# Introduction

- The paper proposes a new RNN Encoder-Decoder architecture that can improve the performance of statistical machine translation (SMT) systems.
- Link to the paper

# RNN Encoder-Decoder

- Model consists of two RNNs
- Encoder: Learns to encode a variable-length input sequence into a fixed-length vector representation.
- Decoder: Learns to decode a given fixed-length vector representation into a variable-length target sequence.
- Two networks are trained jointly to maximise the conditional probability of the target sequence given the input source sequence.
- Trained model can be used to:
- generate a target sequence, given an input sequence.
- score a given pair of input and output sequences.

**Hidden Unit that adaptively remembers and forgets.**

- Hidden unit updated to have a
- reset gate that adaptively
*drop*any hidden state information that it finds irrelevant. - update gate that controls how much information from the previous state to carry over.
- Each hidden unit has separate reset and update gates which improve the memory capacity and makes it easier to train.
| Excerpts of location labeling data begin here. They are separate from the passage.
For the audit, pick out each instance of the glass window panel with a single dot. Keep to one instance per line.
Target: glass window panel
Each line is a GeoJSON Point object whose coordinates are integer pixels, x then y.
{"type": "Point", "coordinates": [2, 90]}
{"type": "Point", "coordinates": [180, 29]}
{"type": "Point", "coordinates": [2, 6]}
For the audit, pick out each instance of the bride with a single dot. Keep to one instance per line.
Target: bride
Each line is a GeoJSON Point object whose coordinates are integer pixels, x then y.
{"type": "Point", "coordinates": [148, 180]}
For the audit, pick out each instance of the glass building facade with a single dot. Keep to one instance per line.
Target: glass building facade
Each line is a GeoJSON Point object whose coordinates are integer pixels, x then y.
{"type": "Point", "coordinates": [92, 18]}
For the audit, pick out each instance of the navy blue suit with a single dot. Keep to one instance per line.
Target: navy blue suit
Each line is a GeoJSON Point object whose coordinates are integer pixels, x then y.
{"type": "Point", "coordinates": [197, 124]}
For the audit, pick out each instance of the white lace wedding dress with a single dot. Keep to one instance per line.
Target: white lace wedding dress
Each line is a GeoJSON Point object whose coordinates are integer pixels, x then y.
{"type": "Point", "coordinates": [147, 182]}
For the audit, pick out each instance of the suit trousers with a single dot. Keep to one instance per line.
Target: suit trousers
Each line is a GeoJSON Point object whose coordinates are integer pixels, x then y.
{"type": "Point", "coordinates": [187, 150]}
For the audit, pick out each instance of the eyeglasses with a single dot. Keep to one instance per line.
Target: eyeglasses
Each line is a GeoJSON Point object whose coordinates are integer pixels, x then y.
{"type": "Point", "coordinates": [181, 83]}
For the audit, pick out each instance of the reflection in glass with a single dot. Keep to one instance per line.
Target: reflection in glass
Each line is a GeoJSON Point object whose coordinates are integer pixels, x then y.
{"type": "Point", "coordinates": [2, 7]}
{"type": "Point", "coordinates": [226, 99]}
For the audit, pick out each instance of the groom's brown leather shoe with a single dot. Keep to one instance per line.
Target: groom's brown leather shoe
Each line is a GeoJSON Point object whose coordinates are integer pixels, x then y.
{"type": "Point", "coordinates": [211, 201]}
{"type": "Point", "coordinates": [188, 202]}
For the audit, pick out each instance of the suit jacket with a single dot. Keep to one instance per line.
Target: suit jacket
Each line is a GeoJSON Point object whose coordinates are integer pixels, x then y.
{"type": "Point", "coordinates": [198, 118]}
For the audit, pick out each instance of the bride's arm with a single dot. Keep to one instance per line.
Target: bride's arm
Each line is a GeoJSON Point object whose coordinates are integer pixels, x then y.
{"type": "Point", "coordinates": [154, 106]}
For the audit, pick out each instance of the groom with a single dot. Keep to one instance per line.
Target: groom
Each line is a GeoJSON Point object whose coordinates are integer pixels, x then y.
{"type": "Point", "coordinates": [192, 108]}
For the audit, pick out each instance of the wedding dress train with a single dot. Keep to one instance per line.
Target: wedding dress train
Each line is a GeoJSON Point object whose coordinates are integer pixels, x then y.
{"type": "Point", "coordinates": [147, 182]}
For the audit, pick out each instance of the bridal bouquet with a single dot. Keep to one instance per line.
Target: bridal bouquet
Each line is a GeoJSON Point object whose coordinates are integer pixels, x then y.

# Statistical Machine Translation (SMT)

- In the phrase-based SMT framework, the translation model is factorised into the translation probabilities of matching phrases in the source and target sentences.
- RNN Encoder-Decoder can be used to rescore the phrase pairs in the phrase table

# Experiments

**Details**

- 1000 hidden units.
- Activation function in proposed hidden unit - hyperbolic tangent function
- Non-recurrent weights initialized by sampling from an isotropic Gaussian distribution (mean = 0, sd = 0.01)
- Recurrent weights initialized by sampling from white Gaussian distribution and using its left singular vectors.
- Adadelta and SGD

**Observations**

- Train the model to translate an English phrase to French phrase.
- Using the model to score phrase pairs in the standard phrase-based SMT system improves the translation performance.
- Train a CSLM (Continuous Space Language Model) and compare phrase scores from trained model with those given by CSLM.
- RNN Encoder–Decoder is better at capturing the linguistic regularities in the phrase table.
- RNN Encoder-Decoder learns a continuous space representation for phrases that preserves both the semantic and syntactic structure.